During this talk I will emphasize that human hair graying invariably begins with the gradual decline in melanogenesis, including reduced tyrosinase activity, defective melanosome transfer and apoptosis of HFPU melanocytes, and is thus a primary event of the anagen hair bulb, not in the melanocyte-stem cell niche called the bulge. Eventually, the bulge MSC pool becomes depleted as well, at which stage graying becomes largely irreversible. There is still no universally accepted model of human hair greying, and the extent of genetic contributions to graying remains unclear. However, oxidative damage likely is a crucial driver of graying via its disruption of HFPU melanocyte survival, MSC maintenance, and of the enzymatic apparatus of melanogenesis itself.
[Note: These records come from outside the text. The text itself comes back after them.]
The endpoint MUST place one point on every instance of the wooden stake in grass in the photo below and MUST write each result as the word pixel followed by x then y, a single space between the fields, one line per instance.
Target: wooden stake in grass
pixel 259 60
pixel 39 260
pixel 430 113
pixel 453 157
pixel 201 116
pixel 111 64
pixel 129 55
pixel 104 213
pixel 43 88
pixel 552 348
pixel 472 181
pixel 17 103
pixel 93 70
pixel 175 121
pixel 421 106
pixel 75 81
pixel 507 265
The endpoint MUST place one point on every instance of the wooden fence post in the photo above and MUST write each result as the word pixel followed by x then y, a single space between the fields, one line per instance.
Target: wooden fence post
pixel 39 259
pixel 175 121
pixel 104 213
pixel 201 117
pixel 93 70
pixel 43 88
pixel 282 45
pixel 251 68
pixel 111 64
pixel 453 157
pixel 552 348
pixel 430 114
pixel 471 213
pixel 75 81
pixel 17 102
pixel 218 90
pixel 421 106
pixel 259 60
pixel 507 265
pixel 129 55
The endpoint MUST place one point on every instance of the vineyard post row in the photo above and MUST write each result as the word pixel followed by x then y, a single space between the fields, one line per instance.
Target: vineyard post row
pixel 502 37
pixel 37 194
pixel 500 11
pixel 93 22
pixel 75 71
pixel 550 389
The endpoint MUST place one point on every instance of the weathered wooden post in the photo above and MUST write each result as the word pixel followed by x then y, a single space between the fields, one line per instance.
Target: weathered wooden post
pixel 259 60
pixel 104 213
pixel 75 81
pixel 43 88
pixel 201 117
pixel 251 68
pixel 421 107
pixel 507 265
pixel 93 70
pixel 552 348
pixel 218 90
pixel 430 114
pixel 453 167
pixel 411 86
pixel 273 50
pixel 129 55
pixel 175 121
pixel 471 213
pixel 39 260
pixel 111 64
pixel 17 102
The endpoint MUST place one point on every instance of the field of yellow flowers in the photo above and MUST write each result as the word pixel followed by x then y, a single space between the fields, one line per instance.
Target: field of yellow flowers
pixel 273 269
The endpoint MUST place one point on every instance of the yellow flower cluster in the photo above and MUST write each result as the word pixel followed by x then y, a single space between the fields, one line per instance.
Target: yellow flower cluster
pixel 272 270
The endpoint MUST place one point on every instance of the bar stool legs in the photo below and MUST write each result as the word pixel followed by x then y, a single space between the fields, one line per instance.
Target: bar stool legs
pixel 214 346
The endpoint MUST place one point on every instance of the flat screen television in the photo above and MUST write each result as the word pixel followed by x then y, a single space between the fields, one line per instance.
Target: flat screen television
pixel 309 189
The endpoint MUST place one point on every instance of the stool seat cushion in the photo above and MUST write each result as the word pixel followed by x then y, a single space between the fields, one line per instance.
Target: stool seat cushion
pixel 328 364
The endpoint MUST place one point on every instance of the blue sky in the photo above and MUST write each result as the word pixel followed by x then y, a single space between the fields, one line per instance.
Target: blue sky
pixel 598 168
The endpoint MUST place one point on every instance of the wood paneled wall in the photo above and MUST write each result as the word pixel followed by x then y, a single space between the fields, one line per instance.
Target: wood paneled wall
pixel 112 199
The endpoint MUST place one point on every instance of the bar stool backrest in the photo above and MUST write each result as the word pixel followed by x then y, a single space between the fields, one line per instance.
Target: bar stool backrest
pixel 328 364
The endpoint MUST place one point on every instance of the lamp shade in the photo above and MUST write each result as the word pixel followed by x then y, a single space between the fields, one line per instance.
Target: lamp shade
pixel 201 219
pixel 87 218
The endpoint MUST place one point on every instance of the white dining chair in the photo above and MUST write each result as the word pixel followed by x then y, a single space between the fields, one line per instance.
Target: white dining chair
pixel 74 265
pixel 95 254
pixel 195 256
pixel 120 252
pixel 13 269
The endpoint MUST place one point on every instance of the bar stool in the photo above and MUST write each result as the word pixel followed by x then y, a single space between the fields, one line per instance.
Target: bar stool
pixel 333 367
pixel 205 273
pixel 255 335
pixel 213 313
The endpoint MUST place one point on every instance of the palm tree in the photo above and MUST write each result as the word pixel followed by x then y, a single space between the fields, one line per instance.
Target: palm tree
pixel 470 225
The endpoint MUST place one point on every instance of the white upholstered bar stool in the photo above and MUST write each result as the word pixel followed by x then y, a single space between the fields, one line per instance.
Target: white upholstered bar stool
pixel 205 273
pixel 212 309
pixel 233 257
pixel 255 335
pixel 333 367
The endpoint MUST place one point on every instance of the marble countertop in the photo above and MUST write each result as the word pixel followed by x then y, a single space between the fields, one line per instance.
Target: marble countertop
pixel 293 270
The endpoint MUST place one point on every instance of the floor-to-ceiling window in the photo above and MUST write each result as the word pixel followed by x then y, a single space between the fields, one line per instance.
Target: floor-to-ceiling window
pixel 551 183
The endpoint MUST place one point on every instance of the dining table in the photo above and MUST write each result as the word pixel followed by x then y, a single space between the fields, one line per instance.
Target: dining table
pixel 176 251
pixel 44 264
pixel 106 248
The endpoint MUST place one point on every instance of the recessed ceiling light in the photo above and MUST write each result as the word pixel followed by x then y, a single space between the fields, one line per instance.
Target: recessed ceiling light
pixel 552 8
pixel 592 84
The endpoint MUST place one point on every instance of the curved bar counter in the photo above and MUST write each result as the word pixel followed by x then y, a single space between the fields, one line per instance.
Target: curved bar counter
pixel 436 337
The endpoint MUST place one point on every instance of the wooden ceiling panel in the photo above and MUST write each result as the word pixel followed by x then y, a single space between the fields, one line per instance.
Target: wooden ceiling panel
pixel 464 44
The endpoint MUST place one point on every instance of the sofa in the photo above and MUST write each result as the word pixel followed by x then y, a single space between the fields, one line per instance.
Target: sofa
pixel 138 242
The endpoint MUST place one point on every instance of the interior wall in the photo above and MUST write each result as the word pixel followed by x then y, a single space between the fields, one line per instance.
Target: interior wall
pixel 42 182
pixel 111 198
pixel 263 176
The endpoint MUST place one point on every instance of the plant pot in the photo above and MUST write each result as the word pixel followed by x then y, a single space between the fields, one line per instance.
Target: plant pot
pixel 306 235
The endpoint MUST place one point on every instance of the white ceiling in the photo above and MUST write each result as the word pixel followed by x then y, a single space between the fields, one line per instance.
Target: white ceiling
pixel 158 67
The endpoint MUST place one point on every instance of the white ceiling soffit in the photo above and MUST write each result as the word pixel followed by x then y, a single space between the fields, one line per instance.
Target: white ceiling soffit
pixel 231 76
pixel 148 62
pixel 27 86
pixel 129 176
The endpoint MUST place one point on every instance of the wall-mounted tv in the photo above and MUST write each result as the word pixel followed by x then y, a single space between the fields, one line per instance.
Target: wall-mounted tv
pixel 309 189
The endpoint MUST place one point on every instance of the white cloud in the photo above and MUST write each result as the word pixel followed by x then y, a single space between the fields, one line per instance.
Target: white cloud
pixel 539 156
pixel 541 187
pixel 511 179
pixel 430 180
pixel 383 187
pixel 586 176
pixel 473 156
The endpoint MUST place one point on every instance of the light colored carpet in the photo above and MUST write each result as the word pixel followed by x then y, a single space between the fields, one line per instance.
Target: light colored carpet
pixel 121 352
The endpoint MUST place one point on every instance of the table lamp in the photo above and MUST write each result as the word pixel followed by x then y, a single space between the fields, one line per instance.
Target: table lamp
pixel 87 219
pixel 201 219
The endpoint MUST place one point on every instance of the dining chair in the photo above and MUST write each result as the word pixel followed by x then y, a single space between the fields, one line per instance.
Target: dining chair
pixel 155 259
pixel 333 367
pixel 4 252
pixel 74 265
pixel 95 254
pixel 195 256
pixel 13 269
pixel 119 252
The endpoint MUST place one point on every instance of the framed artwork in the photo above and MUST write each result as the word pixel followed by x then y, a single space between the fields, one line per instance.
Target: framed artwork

The contribution of neuroendocrine factors, micropthalmia-associated transcription factor and others requires more detailed study. Another important open question is how hair follicle melanocytes age intrinsically, how psychoemotional stress impacts this process, and how current insights into the gerontobiology of the human hair follicle can best be translated into retardation or reversal of graying.